- Owner: Scouts Australia
- Headquarters: Scout Hall
- Location: 83 Greenhill Road Wayville South Australia 5034
- Country: Australia
- Founded: 1914
- Founder: The Boy Scouts Association of the United Kingdom
- Chief Scout: Her Excellency The Honorable Frances Adamson AC
- Chief Commissioner: John Clarke OAM
- Chief Executive Officer: James Sellers
- Website http://sa.scouts.com.au

= Scouting and Guiding in South Australia =

Scouting in South Australia began in 1908.

In the early years of Scouting in South Australia, local Boy Scout patrols and troops formed independently and there were several separate central organisations including Boys' Brigade Scouts, Church Lads Brigade Scouts, Chums Scouts, British Boy Scouts, The Boy Scouts Association, Life-Saving Scouts of the Salvation Army and Methodist Boy Scouts.

Scouting in South Australia is now predominantly represented by Scouts Australia's South Australian Branch and the Girl Guides South Australia, a member organisation of Girl Guides Australia.
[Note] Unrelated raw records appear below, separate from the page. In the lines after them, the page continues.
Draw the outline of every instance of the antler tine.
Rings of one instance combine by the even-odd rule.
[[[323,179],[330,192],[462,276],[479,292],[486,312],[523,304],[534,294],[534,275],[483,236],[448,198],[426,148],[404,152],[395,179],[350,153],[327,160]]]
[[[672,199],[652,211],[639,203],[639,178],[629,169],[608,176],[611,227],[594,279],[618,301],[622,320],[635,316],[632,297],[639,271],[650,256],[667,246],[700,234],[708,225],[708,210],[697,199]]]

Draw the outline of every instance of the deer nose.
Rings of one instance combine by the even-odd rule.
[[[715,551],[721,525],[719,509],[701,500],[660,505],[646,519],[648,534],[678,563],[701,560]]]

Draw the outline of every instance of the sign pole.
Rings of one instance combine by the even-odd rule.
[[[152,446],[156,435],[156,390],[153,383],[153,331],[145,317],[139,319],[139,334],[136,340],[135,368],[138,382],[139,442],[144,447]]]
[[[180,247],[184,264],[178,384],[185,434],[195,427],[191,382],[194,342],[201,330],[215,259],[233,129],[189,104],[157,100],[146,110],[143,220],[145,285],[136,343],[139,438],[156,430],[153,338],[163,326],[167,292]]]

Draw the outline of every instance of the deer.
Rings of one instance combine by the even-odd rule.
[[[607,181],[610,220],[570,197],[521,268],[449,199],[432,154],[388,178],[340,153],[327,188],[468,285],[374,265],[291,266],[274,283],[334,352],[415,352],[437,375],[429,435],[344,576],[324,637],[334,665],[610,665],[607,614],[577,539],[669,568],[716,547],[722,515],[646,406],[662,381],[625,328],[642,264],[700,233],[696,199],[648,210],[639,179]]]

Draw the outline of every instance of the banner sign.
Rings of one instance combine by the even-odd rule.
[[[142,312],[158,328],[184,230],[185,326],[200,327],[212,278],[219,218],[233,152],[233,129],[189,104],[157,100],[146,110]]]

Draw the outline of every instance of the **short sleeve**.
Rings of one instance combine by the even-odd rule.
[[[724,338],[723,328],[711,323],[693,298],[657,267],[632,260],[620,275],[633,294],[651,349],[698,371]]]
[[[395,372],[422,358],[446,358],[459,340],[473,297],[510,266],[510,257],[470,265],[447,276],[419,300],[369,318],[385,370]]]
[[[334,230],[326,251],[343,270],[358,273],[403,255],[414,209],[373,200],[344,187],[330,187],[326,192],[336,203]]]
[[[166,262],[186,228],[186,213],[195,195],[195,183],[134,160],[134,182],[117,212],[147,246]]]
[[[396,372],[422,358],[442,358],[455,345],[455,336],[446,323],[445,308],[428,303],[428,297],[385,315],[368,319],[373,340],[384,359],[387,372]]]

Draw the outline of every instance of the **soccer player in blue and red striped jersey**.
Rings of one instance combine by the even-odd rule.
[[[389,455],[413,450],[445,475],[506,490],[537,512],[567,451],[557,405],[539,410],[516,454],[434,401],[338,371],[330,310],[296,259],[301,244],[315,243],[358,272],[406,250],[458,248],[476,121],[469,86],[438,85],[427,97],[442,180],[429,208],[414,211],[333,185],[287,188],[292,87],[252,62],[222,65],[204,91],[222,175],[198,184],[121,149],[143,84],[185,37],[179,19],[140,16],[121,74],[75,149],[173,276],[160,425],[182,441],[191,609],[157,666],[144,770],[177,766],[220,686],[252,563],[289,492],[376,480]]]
There is representation by ethnic scout associations, some of which form the Ethnic Scouts and Guides of South Australia (ESGOSA) and, since 1984, representation by the Baden-Powell Scouts' Association.

==Scouts Australia South Australian Branch==

Scouts Australia's South Australian Branch has 11 districts - Adelaide Foothills, Beadell, Heysen, Hills to Coast, Karkana, Limestone Coast, Mawson, Ridley, Three Rivers and Torrens. There are also Lone Scouts for youth too far away from a regular meeting place.

===Facilities===
- Woodhouse Adventure Park, Piccadilly - site of numerous Australian Scout Jamborees
- Roonka River Adventure Park - near Blanchetown, South Australia
- Camp Nyroca - Near Port Lincoln
- Glenelg Activities Centre
- Napperby Scout Camp, - Near Port Pirie
- Seahaven, Outer Harbor

===Rovering===
As of October 2024, there are 11 Rover Units (previously called Crews) in South Australia that run programs at the Unit and Branch level.

==Girl Guides Australia==
Girl Guides SA operates three accommodation sites in South Australia, GTS Dolphin beachfront accommodation in Port Adelaide, Douglas Scrub campsite near McLaren Flat, and Tuckerway Hostel.
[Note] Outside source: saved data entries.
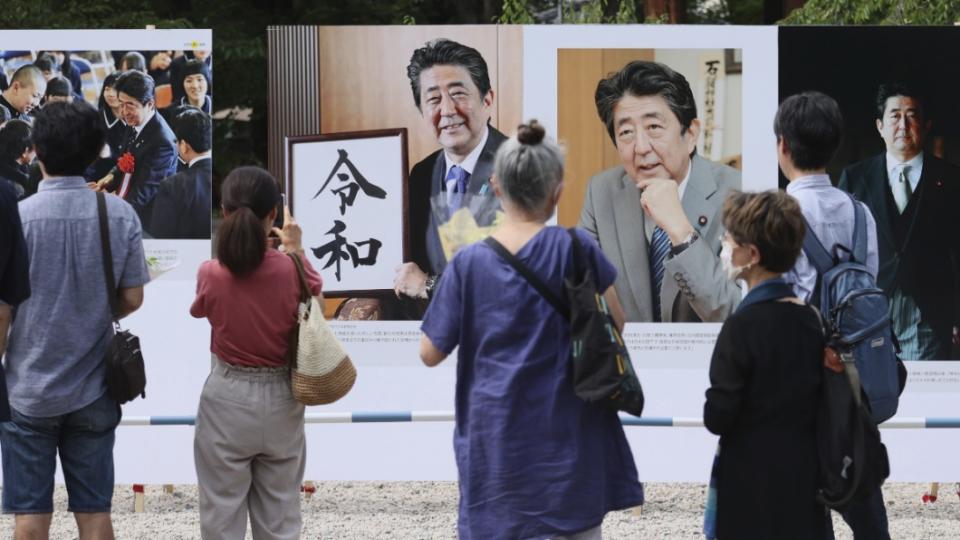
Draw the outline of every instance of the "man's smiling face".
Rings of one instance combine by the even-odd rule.
[[[481,95],[461,66],[435,65],[420,74],[420,113],[449,153],[466,157],[483,138],[493,91]]]

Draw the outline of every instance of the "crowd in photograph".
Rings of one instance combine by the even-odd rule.
[[[36,194],[43,177],[30,144],[36,114],[52,103],[87,102],[106,131],[83,172],[89,186],[129,202],[146,238],[210,237],[209,51],[2,53],[0,181],[18,199]]]

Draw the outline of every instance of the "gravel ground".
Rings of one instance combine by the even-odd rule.
[[[941,485],[940,500],[922,504],[925,484],[884,486],[895,539],[960,540],[960,500],[953,484]],[[605,538],[702,538],[704,489],[700,484],[647,484],[647,504],[607,516]],[[776,494],[770,494],[775,497]],[[57,486],[51,538],[77,537],[73,517],[65,511],[66,491]],[[303,499],[303,538],[433,539],[456,536],[457,488],[453,482],[323,482]],[[173,494],[147,486],[146,510],[133,512],[129,485],[113,497],[117,538],[151,540],[200,538],[196,486],[177,486]],[[835,515],[837,539],[852,538]],[[0,517],[0,538],[12,536],[13,519]],[[248,535],[248,538],[249,535]]]

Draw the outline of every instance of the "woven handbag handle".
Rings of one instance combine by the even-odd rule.
[[[296,253],[287,253],[287,256],[293,259],[293,265],[297,267],[297,277],[300,280],[300,302],[309,302],[313,295],[310,294],[310,283],[307,282],[307,271],[303,269],[303,261]]]
[[[306,303],[307,309],[310,309],[310,285],[307,283],[306,271],[303,269],[303,261],[295,253],[287,253],[293,259],[293,266],[297,269],[297,280],[300,282],[300,298],[297,303],[296,324],[290,330],[290,337],[287,339],[287,363],[293,370],[297,369],[297,348],[300,346],[300,305]]]

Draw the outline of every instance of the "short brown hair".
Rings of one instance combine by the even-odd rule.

==Gang Shows and other theatrical experiences==
There are a number of Gang Shows put on in South Australia. A Gang Show is a Scout variety show.
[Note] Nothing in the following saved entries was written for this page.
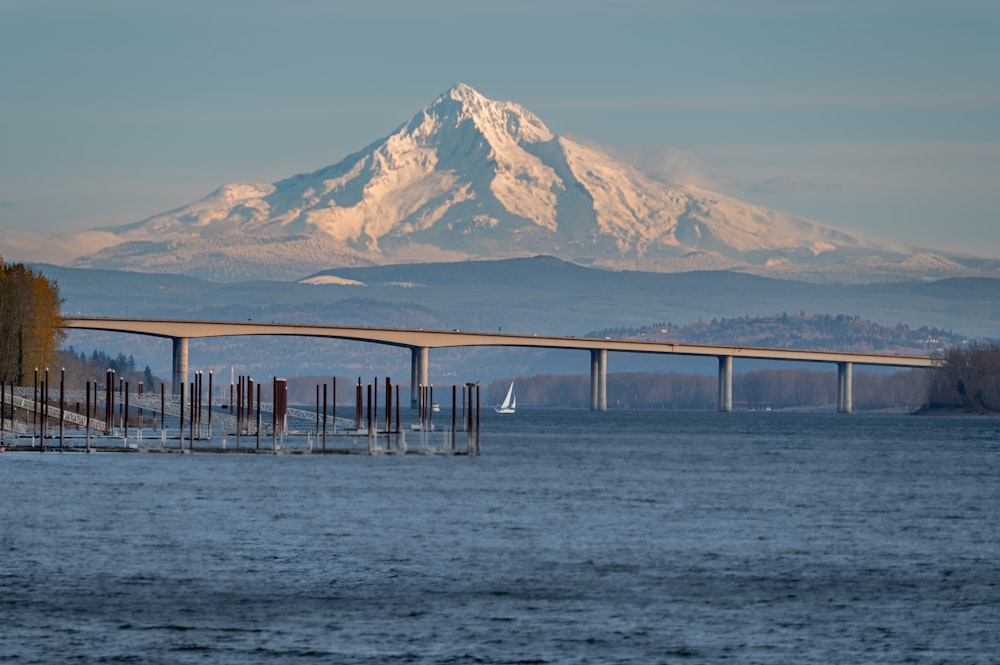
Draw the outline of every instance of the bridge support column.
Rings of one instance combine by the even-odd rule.
[[[719,411],[733,410],[733,357],[719,356]]]
[[[608,410],[608,351],[590,350],[590,410]]]
[[[174,363],[173,373],[170,376],[170,394],[180,395],[187,384],[188,375],[188,338],[173,337],[174,340]]]
[[[837,413],[854,413],[854,363],[837,363]]]
[[[427,381],[427,355],[426,346],[410,347],[410,408],[416,409],[420,406],[420,387],[426,386]]]

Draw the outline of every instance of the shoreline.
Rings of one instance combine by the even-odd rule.
[[[977,411],[961,406],[922,406],[913,412],[915,416],[965,416],[969,418],[1000,418],[996,411]]]

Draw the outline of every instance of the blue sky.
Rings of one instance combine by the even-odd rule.
[[[995,0],[0,0],[0,251],[335,163],[461,81],[665,179],[1000,258],[997,35]]]

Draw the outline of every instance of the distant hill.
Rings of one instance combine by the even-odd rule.
[[[884,326],[845,314],[781,313],[741,316],[684,325],[654,323],[639,328],[609,328],[593,337],[677,341],[696,344],[739,344],[785,349],[837,349],[871,353],[921,355],[968,345],[967,335],[941,328],[904,323]]]
[[[71,315],[280,321],[333,325],[498,330],[512,333],[586,335],[588,331],[675,327],[699,320],[760,317],[761,334],[778,334],[767,317],[776,312],[842,314],[891,329],[940,329],[969,338],[1000,336],[1000,280],[949,279],[868,285],[809,284],[734,272],[645,273],[586,268],[553,257],[497,261],[419,263],[327,271],[304,282],[210,282],[180,275],[36,266],[55,279]],[[322,279],[319,279],[321,277]],[[313,283],[318,281],[320,283]],[[789,318],[793,318],[789,315]],[[794,324],[794,322],[790,322]],[[747,323],[745,327],[753,328]],[[794,331],[795,326],[790,325]],[[743,343],[749,332],[713,332],[712,341]],[[738,335],[724,339],[725,334]],[[792,333],[785,333],[790,335]],[[599,335],[604,336],[604,335]],[[786,339],[790,339],[786,337]],[[871,341],[850,337],[816,340],[841,350],[865,350]],[[124,352],[169,375],[167,341],[121,334],[72,333],[68,344],[89,353]],[[774,344],[782,346],[784,344]],[[789,344],[790,346],[793,344]],[[868,346],[864,346],[868,345]],[[462,349],[431,354],[439,377],[488,379],[513,374],[587,371],[575,352]],[[289,376],[332,371],[347,375],[408,376],[409,353],[325,340],[241,338],[199,340],[192,367],[231,367]],[[609,370],[633,362],[614,354]],[[647,366],[686,369],[683,359]],[[699,366],[700,367],[700,366]],[[706,365],[706,367],[708,367]],[[240,371],[240,370],[236,370]],[[737,367],[739,371],[739,367]]]

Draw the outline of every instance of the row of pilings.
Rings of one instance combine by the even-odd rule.
[[[52,424],[58,423],[59,450],[480,454],[479,387],[475,384],[461,387],[461,402],[459,387],[451,386],[450,428],[434,422],[439,407],[433,398],[433,386],[418,386],[417,422],[404,426],[400,387],[388,377],[381,390],[377,377],[367,385],[358,378],[353,421],[337,415],[336,378],[316,384],[315,411],[290,407],[288,382],[281,378],[272,380],[270,404],[262,399],[261,384],[249,376],[230,381],[228,400],[224,397],[225,386],[217,389],[213,385],[212,372],[195,372],[194,380],[180,388],[177,395],[168,395],[161,383],[157,394],[140,382],[133,390],[128,381],[116,380],[115,372],[108,370],[103,382],[87,381],[81,395],[80,391],[65,390],[63,371],[56,408],[50,404],[52,390],[47,371],[38,376],[31,393],[17,388],[15,395],[13,385],[2,385],[0,451],[53,449]],[[17,422],[18,410],[24,414],[21,422]],[[290,417],[298,428],[289,426]],[[310,420],[315,423],[312,431],[308,426],[303,429],[301,425]],[[221,431],[221,436],[213,436],[215,431]],[[416,437],[416,447],[408,447],[407,434],[411,442]],[[465,439],[463,445],[459,445],[460,438]],[[29,440],[30,444],[26,444]]]
[[[434,386],[421,385],[417,389],[417,426],[421,431],[434,431],[434,414],[440,413],[440,403],[434,400]],[[451,386],[451,432],[452,436],[459,431],[465,431],[467,452],[469,455],[479,455],[479,439],[482,421],[480,419],[480,396],[478,383],[466,383],[462,386],[461,409],[458,403],[458,386]],[[397,401],[398,404],[398,401]],[[462,425],[459,427],[458,416],[462,415]]]

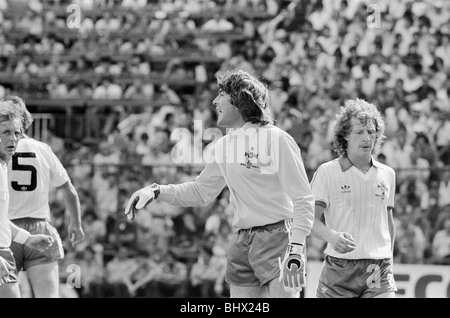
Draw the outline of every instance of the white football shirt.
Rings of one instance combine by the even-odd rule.
[[[363,173],[346,157],[319,166],[311,181],[316,205],[325,207],[328,228],[347,232],[356,248],[346,254],[330,244],[325,254],[344,259],[384,259],[392,257],[388,208],[394,208],[395,172],[374,159]]]
[[[11,245],[11,227],[8,223],[8,179],[6,163],[0,159],[0,248]]]
[[[8,163],[8,180],[10,220],[41,218],[50,221],[50,186],[60,187],[70,178],[49,145],[24,138]]]

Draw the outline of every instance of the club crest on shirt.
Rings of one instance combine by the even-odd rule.
[[[245,152],[245,164],[241,163],[241,165],[245,166],[247,169],[259,168],[256,165],[256,162],[258,161],[258,154],[253,151],[254,149],[255,148],[251,147],[249,151]]]
[[[386,196],[386,192],[388,191],[388,187],[386,186],[386,182],[384,182],[383,179],[378,180],[378,189],[380,190],[380,194],[375,194],[375,196],[380,197],[381,200],[386,200],[387,196]]]

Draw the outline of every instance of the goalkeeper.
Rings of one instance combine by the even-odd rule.
[[[153,184],[133,193],[129,219],[152,200],[177,206],[211,203],[225,185],[234,208],[226,281],[232,298],[299,297],[305,287],[305,239],[314,197],[300,149],[273,125],[267,86],[244,71],[217,78],[213,105],[227,134],[193,182]]]

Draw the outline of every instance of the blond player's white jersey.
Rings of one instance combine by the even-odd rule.
[[[33,138],[19,142],[8,163],[9,219],[50,220],[50,186],[70,181],[66,169],[49,145]]]
[[[347,232],[356,248],[346,254],[330,244],[325,254],[344,259],[384,259],[392,257],[388,208],[394,208],[395,172],[372,159],[363,173],[346,157],[319,166],[311,181],[316,205],[325,207],[328,228]]]
[[[11,245],[11,227],[8,223],[8,179],[6,163],[0,159],[0,248]]]

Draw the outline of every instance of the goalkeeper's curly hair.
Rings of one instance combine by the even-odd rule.
[[[350,99],[345,102],[345,107],[341,107],[341,112],[336,115],[336,125],[334,126],[333,145],[334,150],[339,155],[347,155],[348,142],[346,138],[352,130],[351,119],[355,117],[364,123],[372,121],[375,124],[376,137],[375,146],[372,149],[372,154],[375,153],[377,147],[386,139],[384,135],[385,124],[378,108],[367,101],[357,98]]]
[[[31,126],[33,123],[33,115],[28,111],[27,106],[22,98],[16,95],[7,95],[2,97],[1,101],[9,101],[14,107],[22,114],[21,121],[24,132]]]
[[[238,70],[218,76],[217,86],[219,91],[230,95],[230,103],[246,122],[261,125],[275,122],[267,86],[249,73]]]

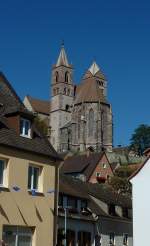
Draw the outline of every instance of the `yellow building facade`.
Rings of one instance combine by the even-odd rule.
[[[8,243],[15,245],[13,235],[17,232],[14,227],[19,227],[27,229],[25,232],[28,232],[33,246],[53,245],[53,163],[46,158],[4,147],[0,147],[0,160],[5,163],[4,183],[0,188],[0,238],[6,242],[10,238],[13,242],[8,239]],[[36,194],[28,189],[29,166],[39,168],[40,171]]]
[[[0,73],[0,241],[56,244],[60,157]]]

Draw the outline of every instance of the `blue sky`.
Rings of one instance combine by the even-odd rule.
[[[75,82],[93,59],[107,76],[115,145],[150,124],[150,1],[5,0],[0,10],[0,70],[22,99],[49,98],[64,39]]]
- Adelaide Gang Show - started in 1961. Early shows were directed by John Hardy and staged at Unley Town Hall. Radio 5AD produced LP recordings of several early shows as a commercial venture.
- Comedy Capers Gang Show - started in 1965, located in Northern Adelaide.
- Scouts Shouts Youth Theatre - started in 1973, located in Salisbury, South Australia.
- Carry On Guides - the only known all-Guide show worldwide, started in 1973, located in Northern Adelaide.